Monday, March 6, 2017

Brotherhood

~Brotherhood~

17As iron sharpens iron, So a man sharpens the countenance of his friend.
Proverbs 27: 17 NKJV

Not too long ago, there was a huge push to usher men into arena enclosed conferences for men.  Many of these multi day events would often include some high profile speakers to rally and motivate the christian men into a frenzy which would hopefully last until the next conference came along to rally their spirits once again.  We were even involved in a few of these rah rah festivals.  The only problem with these traveling mens side shows was that they were fine for a few days, but once the circus left town, the same men they were seeking to motivate for Jesus were left once again without brothers to rally around.  I believe that this was a key flaw in this mens conference fad.  Ironically, one of these conferences was named Iron Sharpens Iron, an obvious play on a verse in Proverbs which tells us of the benefits of male friendships we develop.  Indeed, I have met more than a few guys who have formed friendships after meeting at a mens conference, but they are the exception and not the norm.  So, what of those men who were left behind once the pulpit pounding circus left town?  More often than not, we were left to our own devices spiritually, no better off than when the Iron Sharpeners came to town.  I should know, I was one of those left in the dust after attending a few of these side shows on my own and as a volunteer.  If the organizers of these events were looking to build unity among men, they left behind more than a few of my disillusioned brothers.
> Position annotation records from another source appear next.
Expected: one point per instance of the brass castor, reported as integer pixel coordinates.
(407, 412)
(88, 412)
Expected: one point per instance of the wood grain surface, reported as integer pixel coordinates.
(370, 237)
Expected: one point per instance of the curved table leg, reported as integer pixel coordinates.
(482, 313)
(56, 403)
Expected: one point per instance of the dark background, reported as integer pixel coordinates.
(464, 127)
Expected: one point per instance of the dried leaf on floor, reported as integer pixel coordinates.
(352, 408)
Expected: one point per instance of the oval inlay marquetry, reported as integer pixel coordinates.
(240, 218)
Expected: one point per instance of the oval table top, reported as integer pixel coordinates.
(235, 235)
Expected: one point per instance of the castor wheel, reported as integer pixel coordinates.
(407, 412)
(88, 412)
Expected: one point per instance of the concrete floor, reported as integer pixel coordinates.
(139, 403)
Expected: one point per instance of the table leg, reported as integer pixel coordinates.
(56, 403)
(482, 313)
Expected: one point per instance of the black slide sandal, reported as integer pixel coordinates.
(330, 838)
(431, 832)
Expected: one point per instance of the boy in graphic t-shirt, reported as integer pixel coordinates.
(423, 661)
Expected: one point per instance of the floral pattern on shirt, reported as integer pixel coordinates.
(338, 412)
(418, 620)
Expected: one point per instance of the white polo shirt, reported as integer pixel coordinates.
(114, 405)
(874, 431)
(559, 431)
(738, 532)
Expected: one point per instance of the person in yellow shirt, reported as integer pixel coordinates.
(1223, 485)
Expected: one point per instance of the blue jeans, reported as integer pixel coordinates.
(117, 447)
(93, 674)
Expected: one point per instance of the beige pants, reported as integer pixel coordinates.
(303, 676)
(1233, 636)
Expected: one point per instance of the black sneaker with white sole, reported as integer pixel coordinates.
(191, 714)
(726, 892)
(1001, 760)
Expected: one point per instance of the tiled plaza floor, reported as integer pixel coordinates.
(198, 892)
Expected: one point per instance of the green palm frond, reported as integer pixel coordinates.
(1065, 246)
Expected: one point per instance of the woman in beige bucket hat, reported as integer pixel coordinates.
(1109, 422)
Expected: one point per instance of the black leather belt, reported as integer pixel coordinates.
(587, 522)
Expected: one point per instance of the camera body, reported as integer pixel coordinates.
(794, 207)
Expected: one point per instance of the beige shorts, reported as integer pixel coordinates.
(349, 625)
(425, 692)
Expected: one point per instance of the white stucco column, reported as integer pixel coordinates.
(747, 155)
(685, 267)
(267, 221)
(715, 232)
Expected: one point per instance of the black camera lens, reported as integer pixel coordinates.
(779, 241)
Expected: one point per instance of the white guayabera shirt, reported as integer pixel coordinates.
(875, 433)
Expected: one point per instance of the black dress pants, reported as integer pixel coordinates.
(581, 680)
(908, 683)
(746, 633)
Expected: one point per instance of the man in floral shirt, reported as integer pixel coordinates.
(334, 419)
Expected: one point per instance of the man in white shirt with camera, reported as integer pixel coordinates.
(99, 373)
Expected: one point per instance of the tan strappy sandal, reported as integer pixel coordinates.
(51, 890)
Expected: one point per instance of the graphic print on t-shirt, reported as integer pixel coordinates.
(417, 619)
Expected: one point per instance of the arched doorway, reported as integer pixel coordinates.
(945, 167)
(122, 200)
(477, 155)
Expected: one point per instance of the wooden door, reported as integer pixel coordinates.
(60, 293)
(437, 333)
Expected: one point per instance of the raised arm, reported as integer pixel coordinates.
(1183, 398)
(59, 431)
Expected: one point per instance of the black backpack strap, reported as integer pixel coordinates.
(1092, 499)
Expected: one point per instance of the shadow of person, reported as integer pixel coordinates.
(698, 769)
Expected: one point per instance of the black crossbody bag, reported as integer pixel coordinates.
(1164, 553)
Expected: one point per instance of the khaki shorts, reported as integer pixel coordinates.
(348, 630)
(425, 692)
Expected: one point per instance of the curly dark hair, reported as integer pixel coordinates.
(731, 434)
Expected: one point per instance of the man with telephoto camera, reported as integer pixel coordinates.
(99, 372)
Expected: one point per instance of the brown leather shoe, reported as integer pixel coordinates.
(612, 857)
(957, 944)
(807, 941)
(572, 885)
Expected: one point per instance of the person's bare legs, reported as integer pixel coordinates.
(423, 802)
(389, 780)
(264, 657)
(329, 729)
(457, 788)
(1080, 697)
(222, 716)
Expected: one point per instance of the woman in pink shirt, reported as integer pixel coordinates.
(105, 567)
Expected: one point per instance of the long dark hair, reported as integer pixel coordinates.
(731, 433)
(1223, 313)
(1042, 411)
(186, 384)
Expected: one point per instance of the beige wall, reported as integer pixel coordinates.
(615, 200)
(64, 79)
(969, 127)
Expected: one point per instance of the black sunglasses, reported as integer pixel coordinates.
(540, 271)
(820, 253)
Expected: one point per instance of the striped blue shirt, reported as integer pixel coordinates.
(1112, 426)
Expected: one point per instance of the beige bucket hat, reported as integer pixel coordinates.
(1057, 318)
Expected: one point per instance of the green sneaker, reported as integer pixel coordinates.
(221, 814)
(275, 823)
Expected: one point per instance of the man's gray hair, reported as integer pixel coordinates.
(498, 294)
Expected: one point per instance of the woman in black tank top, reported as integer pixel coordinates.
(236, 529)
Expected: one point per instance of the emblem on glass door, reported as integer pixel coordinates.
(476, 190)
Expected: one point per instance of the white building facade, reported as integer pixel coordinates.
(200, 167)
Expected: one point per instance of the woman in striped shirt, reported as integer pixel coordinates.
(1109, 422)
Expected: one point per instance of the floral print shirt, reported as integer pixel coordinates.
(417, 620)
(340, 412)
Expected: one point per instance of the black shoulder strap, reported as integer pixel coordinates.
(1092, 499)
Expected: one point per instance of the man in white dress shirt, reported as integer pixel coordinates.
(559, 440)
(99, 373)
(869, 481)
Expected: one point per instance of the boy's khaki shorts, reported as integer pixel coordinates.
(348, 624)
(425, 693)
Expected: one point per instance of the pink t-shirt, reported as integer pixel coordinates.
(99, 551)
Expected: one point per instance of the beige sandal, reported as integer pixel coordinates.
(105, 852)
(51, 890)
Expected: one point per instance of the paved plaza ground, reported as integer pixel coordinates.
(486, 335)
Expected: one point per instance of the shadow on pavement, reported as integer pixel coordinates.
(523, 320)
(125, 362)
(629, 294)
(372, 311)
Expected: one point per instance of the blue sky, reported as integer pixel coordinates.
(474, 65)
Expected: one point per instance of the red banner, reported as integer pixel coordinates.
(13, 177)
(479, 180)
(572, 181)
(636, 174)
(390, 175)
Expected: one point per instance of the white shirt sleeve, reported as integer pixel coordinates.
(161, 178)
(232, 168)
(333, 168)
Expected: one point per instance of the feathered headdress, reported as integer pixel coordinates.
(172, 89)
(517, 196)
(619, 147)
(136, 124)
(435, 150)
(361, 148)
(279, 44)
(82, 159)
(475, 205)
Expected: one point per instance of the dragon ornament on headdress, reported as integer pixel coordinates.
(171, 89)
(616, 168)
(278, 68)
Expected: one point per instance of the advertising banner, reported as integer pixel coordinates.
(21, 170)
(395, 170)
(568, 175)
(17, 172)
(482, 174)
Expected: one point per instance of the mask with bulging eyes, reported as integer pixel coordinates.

9Two are better than one, Because they have a good reward for their labor. 10For if they fall, one will lift up his companion. But woe to him who is alone when he falls, For he has no one to help him up. 11Again, if two lie down together, they will keep warm; But how can one be warm alone? 12Though one may be overpowered by another, two can withstand him. And a threefold cord is not quickly broken.
Ecclesiastes 4: 9 - 12 NKJV

So, what were the organizers of these events really looking to accomplish?  Well, I believe in my heart that the motives were indeed good, but how they went about accomplishing this is where we went south.  For having a group of men sit through seminars and praise sessions is NOT the way to build brotherhood.  When we talk of guys building relationships with fellow christian men, I often refer to Jesus and His disciples and the way they shared their time together.  No, the way they shared their LIVES together.  For this was and is the building block of the close relationship between Jesus and His disciples.  During the years of His ministry, these men shared their lives with the image of the invisible God!  They lived, ate and traveled with their Lord and teacher.  I have no doubt that this is exactly why they shared such a close relationship with one another.  Think back to that group of guys you knew, or know, and how close you became in your friendship.  Now, while it is definately true that men and women develop relationships differently, this by no means diminishes the importance of our vital relationships with our brothers.  As men, we all need those brothers in our lives who we can turn to in our time of need.  Of course, where women will get together for coffee or shopping, we men often gather for hiking, fishing or (Gasp!) GAMBLING!  For some time, Dennis and I have had a standing reservation for a weekly dinner meeting.  Usually if we don't schedule something, one of us will text and ask which day is a good day to meet.  These aren't strategy or ministry sessions, just two friends enjoying dinner.  Again, I mention the example of Jesus and His disciples.  Dennis and I do not practice that all too familiar institutional church discipleship, we just share life together.  Not only that, but we share a brotherhood with our brothers on Sunday morning as well.  Perhaps the Promise Keepers could take a lesson from our little group.